Le uve Nebbiolo provengono dai vigneti di due dei 26 soci conferitori della cantina, situati tra Casorzo Monferrato e Montemagno. Ne deriva un vino in purezza, 100% Nebbiolo, annata 2025, con una gradazione alcolica di 14% vol., espressione autentica del territorio e della sua tradizione vitivinicola.
All’esame visivo si presenta con un intenso colore rosso granato, impreziosito da riflessi rubino. Al naso offre un bouquet elegante e complesso, che si apre con note di frutti rossi maturi e si arricchisce progressivamente di sentori speziati. In bocca è pieno, avvolgente e strutturato: i tannini, decisi ma ben integrati, sostengono una trama gustativa ampia e persistente.
Si tratta di un vino pensato per accompagnare piatti importanti come brasati, selvaggina e formaggi stagionati, ma capace di regalare anche una degustazione appagante in solitaria, grazie alla sua complessità e profondità.

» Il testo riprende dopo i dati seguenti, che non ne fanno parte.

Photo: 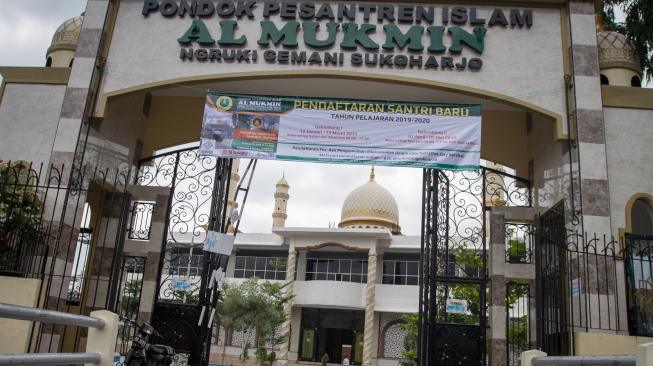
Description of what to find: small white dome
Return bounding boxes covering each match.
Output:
[338,169,401,233]
[276,174,290,187]
[596,32,642,74]
[50,16,84,49]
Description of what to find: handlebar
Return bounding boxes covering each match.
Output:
[120,316,163,338]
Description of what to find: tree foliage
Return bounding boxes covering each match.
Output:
[0,163,42,270]
[603,0,653,80]
[218,278,292,366]
[399,313,419,366]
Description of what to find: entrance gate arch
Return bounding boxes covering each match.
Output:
[136,147,531,365]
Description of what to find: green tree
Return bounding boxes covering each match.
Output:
[399,313,419,366]
[120,280,143,320]
[602,0,653,80]
[218,278,292,366]
[0,162,43,270]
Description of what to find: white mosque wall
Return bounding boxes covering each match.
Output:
[293,281,366,309]
[374,284,419,313]
[98,0,564,124]
[0,83,65,166]
[604,108,653,235]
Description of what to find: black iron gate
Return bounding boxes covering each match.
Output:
[417,167,532,366]
[418,170,486,366]
[137,147,256,366]
[535,202,571,355]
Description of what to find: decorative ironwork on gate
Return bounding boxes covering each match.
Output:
[535,202,632,355]
[136,147,256,365]
[418,167,532,366]
[136,148,218,364]
[0,162,131,352]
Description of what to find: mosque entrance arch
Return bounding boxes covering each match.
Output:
[100,77,540,365]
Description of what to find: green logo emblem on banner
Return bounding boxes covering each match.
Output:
[215,95,234,112]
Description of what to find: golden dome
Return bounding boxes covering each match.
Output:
[276,173,290,187]
[338,168,401,233]
[48,14,84,53]
[596,32,642,74]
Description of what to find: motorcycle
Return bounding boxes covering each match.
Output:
[123,319,175,366]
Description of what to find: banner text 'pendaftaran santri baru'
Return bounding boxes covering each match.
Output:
[200,93,481,169]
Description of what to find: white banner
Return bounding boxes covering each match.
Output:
[200,94,481,170]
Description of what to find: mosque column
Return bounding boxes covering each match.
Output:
[363,248,377,366]
[279,247,297,365]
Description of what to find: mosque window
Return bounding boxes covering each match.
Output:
[234,255,288,280]
[306,258,367,283]
[631,198,653,235]
[383,260,419,285]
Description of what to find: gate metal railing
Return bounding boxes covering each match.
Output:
[0,304,118,365]
[0,161,131,352]
[536,203,653,356]
[417,167,532,366]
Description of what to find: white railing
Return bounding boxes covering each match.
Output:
[0,303,118,366]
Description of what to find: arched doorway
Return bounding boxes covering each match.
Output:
[624,194,653,337]
[94,75,561,364]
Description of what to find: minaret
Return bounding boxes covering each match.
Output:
[272,174,290,228]
[227,159,240,233]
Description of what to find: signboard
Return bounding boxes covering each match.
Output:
[447,299,467,314]
[569,278,580,297]
[141,0,534,71]
[172,277,191,292]
[202,231,236,255]
[200,93,481,170]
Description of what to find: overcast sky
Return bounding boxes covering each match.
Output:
[0,0,640,235]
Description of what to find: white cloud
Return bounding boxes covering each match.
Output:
[0,0,86,66]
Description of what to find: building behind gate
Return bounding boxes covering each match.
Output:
[0,0,653,366]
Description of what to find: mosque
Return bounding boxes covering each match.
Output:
[0,0,653,366]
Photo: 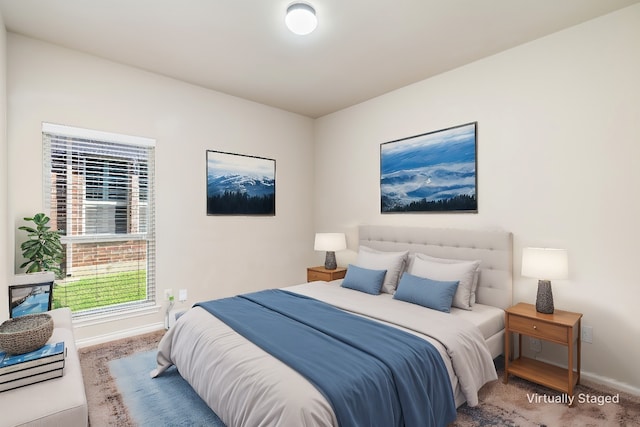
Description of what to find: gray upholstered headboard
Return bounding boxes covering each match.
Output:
[358,225,513,309]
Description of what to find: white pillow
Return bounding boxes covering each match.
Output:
[409,254,480,310]
[355,246,409,294]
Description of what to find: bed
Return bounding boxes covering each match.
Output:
[152,226,512,426]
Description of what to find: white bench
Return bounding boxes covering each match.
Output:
[0,308,88,427]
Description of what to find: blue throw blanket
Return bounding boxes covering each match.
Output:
[196,290,456,427]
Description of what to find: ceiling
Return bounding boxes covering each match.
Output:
[0,0,640,118]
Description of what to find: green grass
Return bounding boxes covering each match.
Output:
[52,270,147,312]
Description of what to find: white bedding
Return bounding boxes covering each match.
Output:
[152,282,497,427]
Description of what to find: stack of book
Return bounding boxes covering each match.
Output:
[0,342,65,392]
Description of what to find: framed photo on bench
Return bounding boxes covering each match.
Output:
[9,282,53,318]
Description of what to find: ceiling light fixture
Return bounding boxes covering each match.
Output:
[284,3,318,36]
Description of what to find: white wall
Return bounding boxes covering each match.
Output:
[0,10,7,319]
[315,5,640,391]
[5,33,315,339]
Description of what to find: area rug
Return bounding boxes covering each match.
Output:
[80,331,640,427]
[109,350,224,427]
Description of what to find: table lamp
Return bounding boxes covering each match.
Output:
[522,248,569,314]
[313,233,347,270]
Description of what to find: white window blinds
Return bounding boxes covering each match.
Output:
[42,123,156,317]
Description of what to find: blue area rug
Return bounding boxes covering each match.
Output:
[109,350,224,427]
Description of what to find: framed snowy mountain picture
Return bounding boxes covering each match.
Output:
[380,122,478,213]
[207,150,276,216]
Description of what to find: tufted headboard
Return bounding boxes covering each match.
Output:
[358,225,513,309]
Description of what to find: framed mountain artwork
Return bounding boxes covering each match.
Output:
[380,122,478,213]
[207,150,276,216]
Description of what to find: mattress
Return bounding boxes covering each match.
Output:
[152,282,497,426]
[324,279,504,340]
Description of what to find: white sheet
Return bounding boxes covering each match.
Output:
[152,282,497,427]
[451,304,504,339]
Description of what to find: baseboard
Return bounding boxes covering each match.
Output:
[580,371,640,396]
[76,322,164,348]
[537,357,640,396]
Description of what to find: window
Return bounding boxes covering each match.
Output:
[42,123,156,317]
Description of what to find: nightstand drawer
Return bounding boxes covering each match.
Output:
[509,314,569,343]
[307,266,347,282]
[307,270,331,282]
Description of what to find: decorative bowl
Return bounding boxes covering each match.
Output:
[0,313,53,354]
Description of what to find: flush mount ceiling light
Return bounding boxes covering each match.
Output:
[284,3,318,36]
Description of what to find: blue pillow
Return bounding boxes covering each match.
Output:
[342,264,387,295]
[393,273,460,313]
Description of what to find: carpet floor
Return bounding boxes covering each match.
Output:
[80,331,640,427]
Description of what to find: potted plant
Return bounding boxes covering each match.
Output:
[18,213,64,279]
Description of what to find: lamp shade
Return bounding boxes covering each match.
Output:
[313,233,347,251]
[522,248,569,280]
[284,3,318,36]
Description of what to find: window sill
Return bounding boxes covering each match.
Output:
[73,305,162,328]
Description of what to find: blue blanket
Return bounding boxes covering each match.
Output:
[196,290,456,427]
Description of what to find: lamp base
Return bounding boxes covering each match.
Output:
[324,251,338,270]
[536,280,553,314]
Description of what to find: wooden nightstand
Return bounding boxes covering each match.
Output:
[307,266,347,282]
[504,302,582,402]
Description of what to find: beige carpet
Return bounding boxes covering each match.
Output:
[80,331,640,427]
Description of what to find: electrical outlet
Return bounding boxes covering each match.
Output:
[529,338,542,353]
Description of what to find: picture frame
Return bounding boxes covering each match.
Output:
[380,122,478,214]
[9,282,53,318]
[207,150,276,216]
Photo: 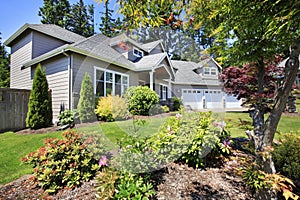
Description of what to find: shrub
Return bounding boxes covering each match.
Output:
[161,105,170,113]
[172,97,183,111]
[26,64,52,129]
[149,104,164,115]
[57,110,75,126]
[124,86,159,115]
[96,167,155,199]
[22,131,99,193]
[78,73,96,122]
[273,134,300,181]
[95,95,129,121]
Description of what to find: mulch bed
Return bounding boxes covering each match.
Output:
[0,140,255,200]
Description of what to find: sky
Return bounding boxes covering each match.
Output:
[0,0,116,44]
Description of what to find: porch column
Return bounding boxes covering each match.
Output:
[167,78,172,99]
[149,71,153,90]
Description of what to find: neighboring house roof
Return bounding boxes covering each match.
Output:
[171,58,221,86]
[110,33,161,53]
[4,23,85,46]
[134,53,167,71]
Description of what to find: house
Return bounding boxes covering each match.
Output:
[4,24,240,119]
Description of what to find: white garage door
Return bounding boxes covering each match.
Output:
[182,89,224,110]
[182,89,203,110]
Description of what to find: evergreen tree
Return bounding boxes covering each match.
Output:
[99,0,123,37]
[78,73,96,122]
[0,33,10,88]
[38,0,70,28]
[26,64,52,129]
[67,0,94,37]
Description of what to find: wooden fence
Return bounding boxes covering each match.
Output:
[0,88,30,132]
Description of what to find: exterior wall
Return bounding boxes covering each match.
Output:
[32,31,65,58]
[72,54,138,109]
[10,32,32,89]
[28,56,69,122]
[149,45,164,55]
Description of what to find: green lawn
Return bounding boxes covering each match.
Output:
[0,113,300,184]
[225,112,300,137]
[0,117,166,184]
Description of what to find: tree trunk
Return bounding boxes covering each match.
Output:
[264,38,300,146]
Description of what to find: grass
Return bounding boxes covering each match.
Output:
[0,117,166,184]
[0,113,300,184]
[225,112,300,138]
[0,132,61,184]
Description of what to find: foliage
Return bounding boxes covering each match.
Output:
[95,95,129,122]
[26,64,52,129]
[99,1,123,37]
[161,105,170,113]
[96,167,155,199]
[66,0,94,37]
[22,131,99,193]
[38,0,70,28]
[241,163,299,200]
[114,172,155,199]
[95,167,119,200]
[0,33,10,88]
[149,104,165,115]
[112,113,230,172]
[220,56,283,107]
[78,73,96,123]
[172,97,183,111]
[57,110,75,126]
[124,86,159,115]
[273,133,300,181]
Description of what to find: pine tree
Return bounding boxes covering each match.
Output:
[0,33,10,88]
[78,73,96,123]
[99,0,123,37]
[67,0,94,37]
[26,64,52,129]
[38,0,70,28]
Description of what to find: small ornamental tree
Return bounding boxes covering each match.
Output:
[26,64,52,129]
[124,86,159,115]
[78,73,96,122]
[220,56,283,110]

“Questo è il primo anno in cui vinifichiamo e imbottigliamo il Nebbiolo – spiegano dalla Cantina di Casorzo – Abbiamo scelto di attendere il momento giusto per proporre un prodotto esclusivo e di qualità, in grado di rappresentare al meglio il nostro territorio”.
La vinificazione avviene in acciaio a temperatura controllata, con una macerazione di 15 giorni. Seguono la fermentazione malolattica e un affinamento di otto mesi in acciaio, con permanenza sulle fecce nobili per 90 giorni, passaggio che contribuisce ad arricchire struttura e complessità aromatica del vino. Prima dell’imbottigliamento viene effettuato un ulteriore processo di micro ossigenazione controllata.
Al nuovissimo Monferrato Nebbiolo DOC si aggiungono da qualche anno l’ “Hombre”, uno Spumante Rosè Extra Dry ottenuto da uve Nebbiolo, che fa parte della famiglia degli Spumanti della Cantina di Casorzo: “Svitato” (Dry da Viogner), “Gringo” (Rosè Brut da Grignolino) e “Varmasia” (Malvasia Spumante).